Türkiye Suriye’de söz sahibi olmak istiyorsa Suriye Milli Ordusu ile Suriye’de varlığını devam ettirmek zorundadır. Bu durumda iki seçenek vardır. Bunlardan birisi Suriye Millî Ordusu ya SDG gibi Suriye Arap Cumhuriyeti ile bir güvenlik anlaşması imzalayacak ya da Suriye’de varlığını devam ettirme yönünde tek taraflı bir irade ortaya koymak zorundadır. Türkiye Suriye Arap Cumhuriyeti’ne güvenerek bugüne kadar yapmış olduğu askeri harekatlar neticesinde elinde bulundurduğu bölgelerden çekilirse ve SMO silah bırakarak Suriye Arap Cumhuriyeti’nin ordusuna katılırsa Türkiye kaybeder. Çünkü Suriye Arap Cumhuriyeti’nin geçici devlet başkanı Ahmet eş – Şara’nın üzerinde Türkiye’den çok İsrail ile ABD egemendir. Dolayısıyla Türkiye’nin Suriye’den çekildiği anda ve SMO’nun silah bırakarak Suriye Milli Ordusuna katıldığı anda Türkiye kaybeder.

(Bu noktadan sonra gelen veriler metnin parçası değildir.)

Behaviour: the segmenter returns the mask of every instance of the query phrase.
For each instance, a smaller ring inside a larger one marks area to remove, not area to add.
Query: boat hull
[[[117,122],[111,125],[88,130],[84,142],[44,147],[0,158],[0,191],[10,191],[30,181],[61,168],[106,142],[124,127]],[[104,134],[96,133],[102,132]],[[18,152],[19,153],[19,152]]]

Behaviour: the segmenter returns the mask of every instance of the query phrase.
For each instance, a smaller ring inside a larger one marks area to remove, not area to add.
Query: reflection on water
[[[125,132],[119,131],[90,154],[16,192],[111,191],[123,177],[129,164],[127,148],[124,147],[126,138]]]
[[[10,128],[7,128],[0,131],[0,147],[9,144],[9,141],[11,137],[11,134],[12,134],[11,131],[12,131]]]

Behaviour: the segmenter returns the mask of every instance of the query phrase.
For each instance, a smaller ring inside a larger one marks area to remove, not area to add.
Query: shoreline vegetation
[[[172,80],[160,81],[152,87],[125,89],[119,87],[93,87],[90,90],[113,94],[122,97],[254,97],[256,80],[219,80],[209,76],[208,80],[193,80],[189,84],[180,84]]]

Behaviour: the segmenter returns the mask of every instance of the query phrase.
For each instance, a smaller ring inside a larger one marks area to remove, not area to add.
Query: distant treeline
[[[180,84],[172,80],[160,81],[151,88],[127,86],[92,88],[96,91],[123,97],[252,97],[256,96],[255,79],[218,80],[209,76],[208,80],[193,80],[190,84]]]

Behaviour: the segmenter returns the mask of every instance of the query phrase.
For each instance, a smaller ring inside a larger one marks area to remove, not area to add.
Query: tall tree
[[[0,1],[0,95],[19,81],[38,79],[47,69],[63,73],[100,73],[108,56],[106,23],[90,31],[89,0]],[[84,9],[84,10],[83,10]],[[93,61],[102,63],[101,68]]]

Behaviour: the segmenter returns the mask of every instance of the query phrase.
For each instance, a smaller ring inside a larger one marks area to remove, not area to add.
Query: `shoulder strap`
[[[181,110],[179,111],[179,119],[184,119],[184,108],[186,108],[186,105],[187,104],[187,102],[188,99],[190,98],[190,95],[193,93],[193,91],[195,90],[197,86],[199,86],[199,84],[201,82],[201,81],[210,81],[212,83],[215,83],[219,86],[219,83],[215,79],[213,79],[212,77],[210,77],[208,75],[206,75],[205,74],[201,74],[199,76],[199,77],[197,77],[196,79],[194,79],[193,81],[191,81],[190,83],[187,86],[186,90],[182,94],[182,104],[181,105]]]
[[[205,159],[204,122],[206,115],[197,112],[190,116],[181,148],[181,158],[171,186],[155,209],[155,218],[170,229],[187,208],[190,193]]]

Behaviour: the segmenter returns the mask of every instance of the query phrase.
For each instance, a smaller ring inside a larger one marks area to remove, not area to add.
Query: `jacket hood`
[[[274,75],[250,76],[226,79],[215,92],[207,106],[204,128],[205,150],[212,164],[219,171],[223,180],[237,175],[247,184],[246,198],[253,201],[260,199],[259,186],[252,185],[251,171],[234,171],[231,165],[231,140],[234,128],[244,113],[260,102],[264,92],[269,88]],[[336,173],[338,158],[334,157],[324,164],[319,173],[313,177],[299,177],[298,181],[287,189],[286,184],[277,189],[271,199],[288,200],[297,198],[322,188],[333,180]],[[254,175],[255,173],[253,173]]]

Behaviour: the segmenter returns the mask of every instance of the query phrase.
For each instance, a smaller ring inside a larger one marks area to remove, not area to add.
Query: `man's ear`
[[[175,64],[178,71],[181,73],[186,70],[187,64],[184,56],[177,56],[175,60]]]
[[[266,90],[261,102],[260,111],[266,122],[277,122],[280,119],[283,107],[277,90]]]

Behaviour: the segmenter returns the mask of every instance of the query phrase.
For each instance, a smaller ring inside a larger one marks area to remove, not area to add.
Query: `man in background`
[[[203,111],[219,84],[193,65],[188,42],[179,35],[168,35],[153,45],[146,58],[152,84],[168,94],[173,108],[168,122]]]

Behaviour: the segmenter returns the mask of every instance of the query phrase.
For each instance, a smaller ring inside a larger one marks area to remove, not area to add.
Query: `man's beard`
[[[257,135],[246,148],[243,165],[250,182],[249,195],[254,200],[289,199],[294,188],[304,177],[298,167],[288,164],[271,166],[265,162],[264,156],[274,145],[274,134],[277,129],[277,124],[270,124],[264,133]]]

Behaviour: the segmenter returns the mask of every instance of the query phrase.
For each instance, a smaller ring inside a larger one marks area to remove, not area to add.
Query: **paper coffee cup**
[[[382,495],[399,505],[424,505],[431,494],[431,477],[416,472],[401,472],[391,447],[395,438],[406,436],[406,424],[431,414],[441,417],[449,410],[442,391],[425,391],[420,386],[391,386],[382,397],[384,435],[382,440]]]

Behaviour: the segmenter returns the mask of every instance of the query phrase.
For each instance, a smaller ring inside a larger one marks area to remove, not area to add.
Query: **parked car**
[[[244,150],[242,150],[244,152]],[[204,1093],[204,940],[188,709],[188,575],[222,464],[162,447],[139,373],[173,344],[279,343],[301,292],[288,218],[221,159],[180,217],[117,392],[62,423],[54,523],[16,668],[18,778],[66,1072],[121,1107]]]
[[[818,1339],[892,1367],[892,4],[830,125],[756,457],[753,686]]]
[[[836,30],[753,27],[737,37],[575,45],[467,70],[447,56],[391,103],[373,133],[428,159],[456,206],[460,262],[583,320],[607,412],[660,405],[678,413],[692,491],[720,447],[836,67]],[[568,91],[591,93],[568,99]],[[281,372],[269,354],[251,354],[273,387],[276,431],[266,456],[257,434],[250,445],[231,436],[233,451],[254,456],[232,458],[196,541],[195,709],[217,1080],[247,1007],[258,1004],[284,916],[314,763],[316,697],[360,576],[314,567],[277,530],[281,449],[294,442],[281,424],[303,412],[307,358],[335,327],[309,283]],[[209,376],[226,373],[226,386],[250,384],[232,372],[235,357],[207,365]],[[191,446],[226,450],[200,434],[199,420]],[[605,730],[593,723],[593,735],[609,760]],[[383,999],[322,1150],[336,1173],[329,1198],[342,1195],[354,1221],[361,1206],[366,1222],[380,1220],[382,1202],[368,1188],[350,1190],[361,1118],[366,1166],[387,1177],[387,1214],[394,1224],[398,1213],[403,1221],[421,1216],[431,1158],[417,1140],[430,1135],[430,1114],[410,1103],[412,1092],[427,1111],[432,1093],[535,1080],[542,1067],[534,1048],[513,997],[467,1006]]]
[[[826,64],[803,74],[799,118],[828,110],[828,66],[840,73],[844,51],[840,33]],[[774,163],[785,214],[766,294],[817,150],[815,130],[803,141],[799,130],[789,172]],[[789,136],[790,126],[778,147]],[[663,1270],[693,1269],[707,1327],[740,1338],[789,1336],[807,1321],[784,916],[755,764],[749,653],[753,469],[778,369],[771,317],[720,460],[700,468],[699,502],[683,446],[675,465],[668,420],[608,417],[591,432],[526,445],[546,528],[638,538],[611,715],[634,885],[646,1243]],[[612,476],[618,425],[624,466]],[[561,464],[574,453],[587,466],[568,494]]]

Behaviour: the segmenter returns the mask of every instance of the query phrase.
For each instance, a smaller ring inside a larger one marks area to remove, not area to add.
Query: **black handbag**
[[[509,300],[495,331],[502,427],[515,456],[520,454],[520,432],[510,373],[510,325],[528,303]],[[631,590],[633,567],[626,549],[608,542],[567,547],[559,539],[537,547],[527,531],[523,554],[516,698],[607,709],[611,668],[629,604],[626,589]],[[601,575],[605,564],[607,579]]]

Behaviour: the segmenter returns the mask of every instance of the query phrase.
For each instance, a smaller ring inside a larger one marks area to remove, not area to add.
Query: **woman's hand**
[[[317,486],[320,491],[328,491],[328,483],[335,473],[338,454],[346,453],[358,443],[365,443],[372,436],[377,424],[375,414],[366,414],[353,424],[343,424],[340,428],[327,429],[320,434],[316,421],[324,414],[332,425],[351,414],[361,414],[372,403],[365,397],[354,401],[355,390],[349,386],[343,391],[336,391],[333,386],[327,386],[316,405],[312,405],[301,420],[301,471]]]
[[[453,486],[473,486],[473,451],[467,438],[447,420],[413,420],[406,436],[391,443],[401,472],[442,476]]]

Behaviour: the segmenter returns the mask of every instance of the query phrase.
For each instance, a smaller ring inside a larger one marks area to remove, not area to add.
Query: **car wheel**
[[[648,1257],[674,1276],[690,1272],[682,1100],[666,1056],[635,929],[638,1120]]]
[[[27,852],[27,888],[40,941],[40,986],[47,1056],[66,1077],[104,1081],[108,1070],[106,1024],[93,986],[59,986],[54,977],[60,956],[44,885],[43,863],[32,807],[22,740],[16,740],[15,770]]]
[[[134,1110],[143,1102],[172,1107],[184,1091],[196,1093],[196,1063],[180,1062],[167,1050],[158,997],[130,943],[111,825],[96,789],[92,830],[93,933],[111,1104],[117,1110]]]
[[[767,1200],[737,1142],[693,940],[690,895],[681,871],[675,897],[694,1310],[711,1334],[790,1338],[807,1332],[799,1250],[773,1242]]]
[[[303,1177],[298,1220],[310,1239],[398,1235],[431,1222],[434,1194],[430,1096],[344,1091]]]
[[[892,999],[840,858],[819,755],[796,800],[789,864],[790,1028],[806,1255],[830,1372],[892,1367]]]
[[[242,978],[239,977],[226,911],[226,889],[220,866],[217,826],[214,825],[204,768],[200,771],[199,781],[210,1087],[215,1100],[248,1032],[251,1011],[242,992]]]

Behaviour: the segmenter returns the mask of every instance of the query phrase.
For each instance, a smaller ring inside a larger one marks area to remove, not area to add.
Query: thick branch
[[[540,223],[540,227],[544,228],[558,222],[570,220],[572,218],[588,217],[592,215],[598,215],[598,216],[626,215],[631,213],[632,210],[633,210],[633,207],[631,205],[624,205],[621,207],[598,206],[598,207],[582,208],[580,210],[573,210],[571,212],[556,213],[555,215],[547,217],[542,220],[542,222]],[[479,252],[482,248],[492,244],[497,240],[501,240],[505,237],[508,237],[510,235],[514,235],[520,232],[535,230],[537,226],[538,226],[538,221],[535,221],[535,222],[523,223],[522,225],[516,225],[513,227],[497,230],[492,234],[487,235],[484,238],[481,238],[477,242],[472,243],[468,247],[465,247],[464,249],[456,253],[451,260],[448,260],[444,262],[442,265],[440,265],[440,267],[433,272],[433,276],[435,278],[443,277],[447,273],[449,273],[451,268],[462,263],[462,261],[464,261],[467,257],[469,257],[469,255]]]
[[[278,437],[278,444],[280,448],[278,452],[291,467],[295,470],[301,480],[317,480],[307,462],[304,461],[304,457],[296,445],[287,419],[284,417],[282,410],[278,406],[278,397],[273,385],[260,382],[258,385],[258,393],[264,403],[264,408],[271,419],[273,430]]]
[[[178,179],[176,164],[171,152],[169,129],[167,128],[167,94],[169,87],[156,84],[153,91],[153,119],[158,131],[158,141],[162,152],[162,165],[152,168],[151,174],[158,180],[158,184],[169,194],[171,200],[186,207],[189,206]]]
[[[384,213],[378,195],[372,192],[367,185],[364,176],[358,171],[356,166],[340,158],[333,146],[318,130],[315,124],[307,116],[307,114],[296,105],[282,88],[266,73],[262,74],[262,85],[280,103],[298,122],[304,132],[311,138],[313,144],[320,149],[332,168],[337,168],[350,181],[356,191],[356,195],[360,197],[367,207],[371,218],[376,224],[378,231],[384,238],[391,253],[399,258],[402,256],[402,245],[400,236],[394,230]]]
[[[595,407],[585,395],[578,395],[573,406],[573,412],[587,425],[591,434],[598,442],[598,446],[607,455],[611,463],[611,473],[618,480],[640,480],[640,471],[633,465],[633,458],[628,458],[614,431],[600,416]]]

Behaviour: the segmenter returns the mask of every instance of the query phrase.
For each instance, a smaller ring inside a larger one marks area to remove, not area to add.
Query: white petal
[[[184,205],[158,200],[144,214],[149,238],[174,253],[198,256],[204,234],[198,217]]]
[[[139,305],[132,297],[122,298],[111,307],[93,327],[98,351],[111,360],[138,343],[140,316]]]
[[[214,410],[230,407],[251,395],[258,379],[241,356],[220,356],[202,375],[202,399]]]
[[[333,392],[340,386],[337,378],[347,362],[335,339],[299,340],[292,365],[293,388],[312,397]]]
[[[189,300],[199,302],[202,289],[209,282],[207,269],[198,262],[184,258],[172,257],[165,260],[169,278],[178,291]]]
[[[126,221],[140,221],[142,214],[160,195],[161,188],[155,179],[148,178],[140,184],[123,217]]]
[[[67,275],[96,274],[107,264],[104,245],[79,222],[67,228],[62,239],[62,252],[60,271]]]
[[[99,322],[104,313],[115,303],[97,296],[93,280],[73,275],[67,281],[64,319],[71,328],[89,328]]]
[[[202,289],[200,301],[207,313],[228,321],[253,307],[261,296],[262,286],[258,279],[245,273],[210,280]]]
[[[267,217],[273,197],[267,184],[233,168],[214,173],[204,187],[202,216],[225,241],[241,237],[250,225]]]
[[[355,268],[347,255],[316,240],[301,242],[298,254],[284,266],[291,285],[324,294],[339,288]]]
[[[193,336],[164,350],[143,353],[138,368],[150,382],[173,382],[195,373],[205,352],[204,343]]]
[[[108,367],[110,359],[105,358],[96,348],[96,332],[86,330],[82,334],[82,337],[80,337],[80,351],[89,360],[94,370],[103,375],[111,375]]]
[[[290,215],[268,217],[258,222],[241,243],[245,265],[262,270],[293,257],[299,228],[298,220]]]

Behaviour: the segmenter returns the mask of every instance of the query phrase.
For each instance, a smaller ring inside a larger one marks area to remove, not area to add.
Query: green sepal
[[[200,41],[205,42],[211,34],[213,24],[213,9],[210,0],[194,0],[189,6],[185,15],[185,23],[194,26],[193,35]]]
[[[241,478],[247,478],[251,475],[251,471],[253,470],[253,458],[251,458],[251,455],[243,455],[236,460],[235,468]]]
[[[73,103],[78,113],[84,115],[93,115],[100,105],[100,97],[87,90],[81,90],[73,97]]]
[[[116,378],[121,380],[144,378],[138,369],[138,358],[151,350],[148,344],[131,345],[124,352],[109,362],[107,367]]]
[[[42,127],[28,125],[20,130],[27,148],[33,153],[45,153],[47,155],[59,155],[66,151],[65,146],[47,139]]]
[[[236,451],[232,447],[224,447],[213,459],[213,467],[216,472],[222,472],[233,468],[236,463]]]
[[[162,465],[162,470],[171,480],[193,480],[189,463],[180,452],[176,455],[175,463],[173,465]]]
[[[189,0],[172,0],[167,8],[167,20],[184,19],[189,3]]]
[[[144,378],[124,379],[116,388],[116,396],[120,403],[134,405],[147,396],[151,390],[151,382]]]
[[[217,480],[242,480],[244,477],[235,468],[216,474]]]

Türkiye bulunduğu coğrafyada ABD ile İsrail kadar küresel bir güç değildir. Türkiye küresel bir güç olmadığı için ABD gibi her istediği yere asker çıkarma ve bulundurma gibi bir siyasi bir gücüde olamaz. Bugüne kadar Suriye’ye düzenlediği askeri hareketleri YPG Terör Örgütü’nün tehditlerine karşı Rusya ile İran’ın izin vermesi ile yapmıştı. Esasen 20.10.1998 tarihinde PKK Terör Örgütü’nün tehditlerine karşı Suriye Arap Cumhuriyeti ile Adana Mutabakatını imzalamıştı. Bugün ise Suriye’de tehdit olan YPG Suriye Arap Cumhuriyeti’nin yasal bir ortağı haline geldi. Yani YPG kendisini feshetmedi. Şartsız koşulsuz Suriye Arap Cumhuriyeti’nin Ordusuna katılmadı. 10.03.2025 tarihinde imzalamış olduğu anlaşma ile Suriye Arap Cumhuriyeti’nin bir ortağı haline geldi.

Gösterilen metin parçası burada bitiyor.